İçerideki direnci harekete geçirenlerin, onlara yol yordam gösterenlerin dışarıdan da, özellikle çevremizden, coğrafyadan Türkiye’ye yönelik yoğun bir kuşatma, çevreleme, hatta savaş hali artık gizlenemez boyutta.
Bu yüzden, konforlu söylemlerle anlatabilme, tartışabilme lüksümüz kalmadı. Rüzgar o kadar sert esiyor ki, o kadar zarar veriyor ki, ülke, vatan, millet, gelecek kaygılarımız öne çıkıyor.
Böyle olunca da hesaplaşma sertleşiyor.
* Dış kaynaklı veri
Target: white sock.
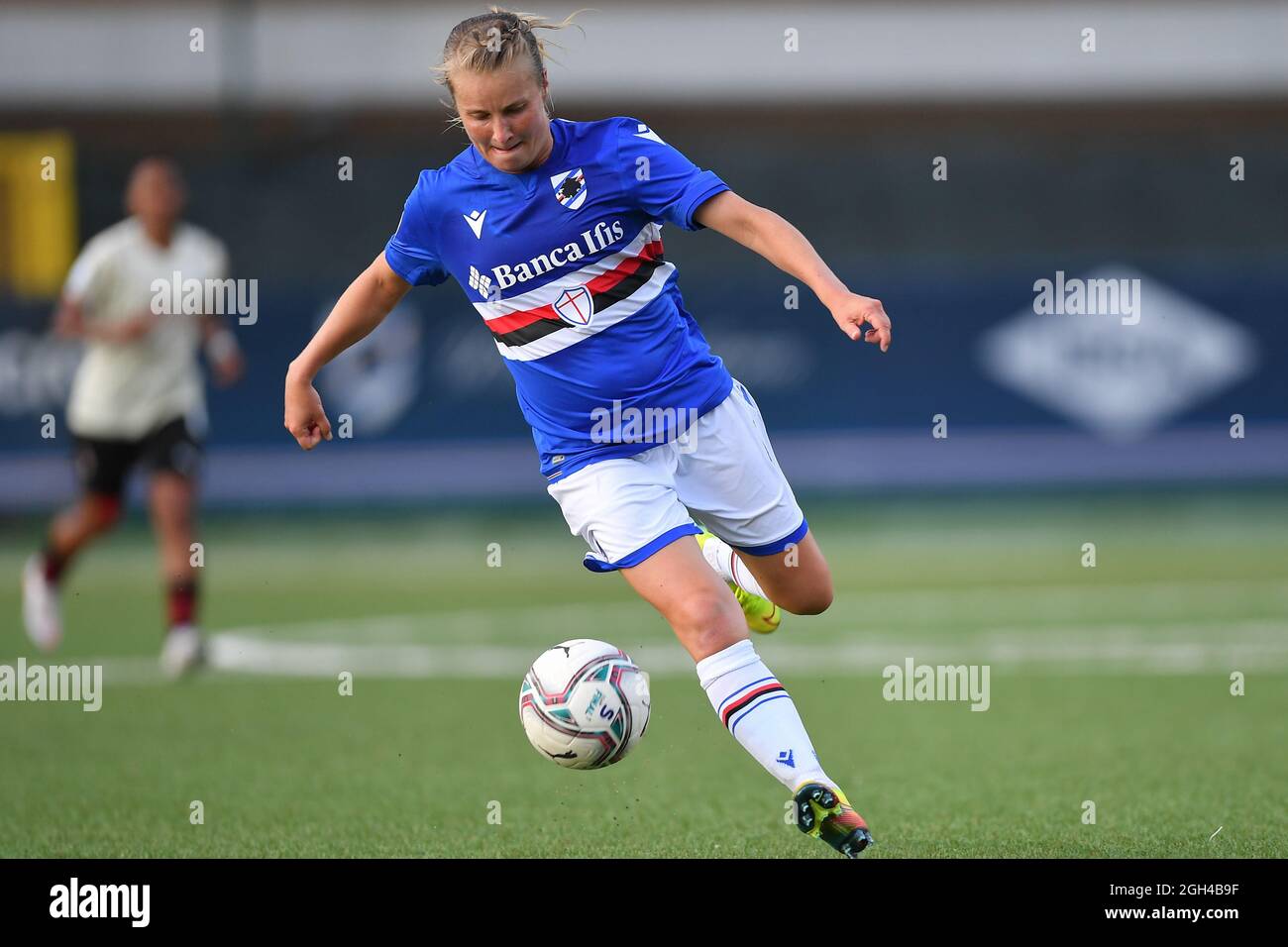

Sadece demokrasi ve özgürlük kavramlarıyla yetinemeyecek hale geliyoruz. Güvenlik, ülke bütünlüğü, toplum huzuru gibi kavramlar da önceliklerimiz arasına katılıyor.
Bu yüzden kelimelerimizi, cümlelerimizi değiştirmek zorunda kalıyoruz. Doğru da yapıyoruz. Bu kavramlarla konuşmalarımızı yargılayanların, içeride ve dışarıda yürütülen Türkiye karşıtı coğrafyayı yıkıma götürmeye dönük operasyonların bir parçası olduğunu anlamakta zorlanmıyoruz artık. Bu şekilde avutulma ihtimalimiz yoktur ve bundan sonra da olmayacaktır.
O ezberletilmiş söylemlere, riyakarlığa, kitleleri aldatmaya dönük toplumsal söylemlere, Türkiye’yeibir yerlere yamamaya dönük projelere karnımız tok. Onlarca yıldır sadece bu rolü oynayan bir çevre var ve bizler yıllarca bu çevreleri baş tacı ettik.
Ama bugün görüyoruz ki o çevreler hiçbir zaman bu ülkenin önceliklerine sadık olmamışlar. Hep başka başkentlerin, çevrelerin, güçlerin içerideki pazarlamacıları olmuşlar. Onların yönlendirdiği devlet iktidarı, bürokrasi, siyasi projeler hiçbir zaman yerli olmamış.
Türkiye yerliliğin anlamını yeni yeni kavrıyor ve buna göre hem toplumdaki hem de devletteki dönüşümü kendi önceliklerine göre şekillendirmeye çalışıyor. Tabi bu güçle alakalı bir durum ve Türkiye, ilk kez bu gücü hissediyor. Devlet söylemi ile toplumsal öncelikler arasındaki açı daralıyor, devletin kavgalı olduğu çevrelerle barıştığını görüyoruz.
İşte tam bu sırada o “dışarıdan” olanlar harekete geçiriliyor. Bazen terör olarak, bazen muhafazakâr örgütlenmeler olarak, bazen sermaye olarak, bazen de en liberal söylemleri kullanarak o çatışma alanlarını yeniden genişletmeye çalışıyor. Bugün Türkiye işte bu sinsi saldırganlığa direniyor. Hesaplaşmanın adı bu.
İşte Gerçek Hayat, bu hesaplaşmada yerli olan, Türkiyeli olan, coğrafya aidiyeti olan, bölgemizi saran bütün ayrışma ve çatışma söylemlerine karşı ortak alanları pekiştirmeye, savunmaya çalışanların yanında yer alan bir dergi.
Fırtına ne kadar sert eserse essin, hesaplaşmanın bedeli ne kadar ağır olursa olsun, bu öncelikleri savunmaktan bir adım bile geri durmayacak, durduğu yerden bir milim oynamayacak bir dergi. Coğrafyaya ve Türkiye’ye yönelik oyunlar ne kadar karmaşık olursa olsun, derin bir ferasetle bunları çözmeye, anlamaya ve anlatmaya çalışacak bir dergi.
Bize katılın. Bu büyük mücadelede omuz omuza, gönül gönüle verelim. Kardeşliğimiz, dostluğumuz, dayanışmamız bütün Anadolu’ya yayılsın. Hepimizin ortak çatısı olan bu ülkenin direncini şehir şehir, sokak sokak, ev ev güçlendirelim.
Biz bu toplumun ana omurgasıyız. Biz ne yöne gidersek Türkiye o yöne gidecektir. Doğru yoldayız. Ülkemizi ve dünyayı doğru okuyoruz. Türkiye’nin yönü, bu yüzden on yıllarca değişmeyecektir.
Öyleyse yol uzundur, yürünecektir, emek verilecektir ve zafer gelecektir. Gerçek Hayat bu direncin güçlü sesi olmaya devam edecektir. Unutmayın, hepimiz aynı yerdeyiz.